The Convention on the Elimination of All Forms of Discrimination against Women (CEDAW), adopted in 1979 by the UN General Assembly, is often described as an international bill of rights for women.  Consisting of a preamble and 30 articles, it defines what constitutes discrimination against women and sets up an agenda for national action to end such discrimination.
http://www.un.org/womenwatch/daw/cedaw/cedaw.htm

The Convention defines discrimination against women as “…any distinction, exclusion or restriction made on the basis of sex which has the effect or purpose of impairing or nullifying the recognition, enjoyment or exercise by women, irrespective of their marital status, on a basis of equality of men and women, of human rights and fundamental freedoms in the political, economic, social, cultural, civil or any other field.”

By accepting the Convention, States commit themselves to undertake a series of measures to end discrimination against women in all forms, including:

  • to incorporate the principle of equality of men and women in their legal system, abolish all discriminatory laws and adopt appropriate ones prohibiting discrimination against women;
  • to establish tribunals and other public institutions to ensure the effective protection of women against discrimination; and
  • to ensure elimination of all acts of discrimination against women by persons, organizations or enterprises.

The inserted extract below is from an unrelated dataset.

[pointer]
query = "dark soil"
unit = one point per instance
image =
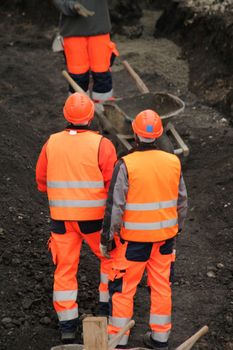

The Convention provides the basis for realizing equality between women and men through ensuring women’s equal access to, and equal opportunities in, political and public life — including the right to vote and to stand for election — as well as education, health and employment.  States parties agree to take all appropriate measures, including legislation and temporary special measures, so that women can enjoy all their human rights and fundamental freedoms.

The Convention is the only human rights treaty which affirms the reproductive rights of women and targets culture and tradition as influential forces shaping gender roles and family relations.  It affirms women’s rights to acquire, change or retain their nationality and the nationality of their children.  States parties also agree to take appropriate measures against all forms of traffic in women and exploitation of women.

Countries that have ratified or acceded to the Convention are legally bound to put its provisions into practice.  They are also committed to submit national reports, at least every four years, on measures they have taken to comply with their treaty obligations.